With the recently enacted “Small Business Reorganization Act,” relief will soon be here. This act was primarily enacted to help small businesses with aggregate debts of less than $2,725,625. For these businesses (including sole proprietorships), as long as “projected disposable income” over the next five years is dedicated to paying old creditors, the new law will enable a small business chapter 11 debtor to keep its business assets without paying creditors in full, without having to infuse new capital into the business, and without having to pay for the lawyers representing a “creditors’ committee” (since no such committee will be formed).

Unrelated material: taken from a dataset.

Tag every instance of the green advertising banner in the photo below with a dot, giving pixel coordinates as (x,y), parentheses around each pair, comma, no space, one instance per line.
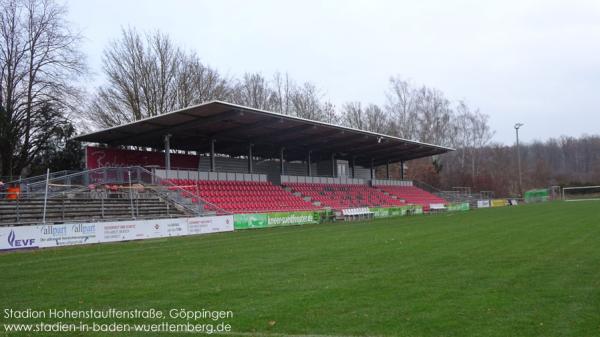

Notably for purposes of this article, the last draft of the enacted bill slipped in two important changes to the law regarding preference litigation. First, any action against non-insiders seeking to recover non-consumer debts less than $25,000 in the aggregate must be commenced in the federal district court where the defendant resides. By way of example, if your customer’s bankruptcy case was filed in Delaware, your business is principally based in another state, and the amount in dispute is less than $25,000, then the litigation must be commenced in the federal district court where your business resides, not where the bankruptcy is located. This change alone will significantly deter litigation below the $25,000 jurisdictional threshold since most litigation trustees will not find it cost effective to commence such small-dollar litigation outside of the debtor’s home bankruptcy forum.
Second, as a condition to even filing the preference complaint, the new law now requires that the litigation trustee conduct “reasonable due diligence, taking into account a party’s known or reasonably knowable affirmative defenses” (the most common of which are the “ordinary course” and “new value” defenses).
These two features of the new law significantly protect out-of-state preference defendants. Suppose you received $49,000 in total payments in the 90 days before the bankruptcy filing, but also advanced $25,000 in new value during that period which remains unpaid. Under the old law, the litigation trustee could sue you for the $49,000 and force you to affirmatively assert the “new value” defense. The new law, however, will require the trustee to deduct the “new value” received in determining whether the $25,000 jurisdictional threshold has been met. In this case, since the net preference payment would be $24,000 after taking into account the “new value” defense, the new law will require the case be brought where you reside instead of in the debtor’s home court, thus meaning the case likely will not be brought at all.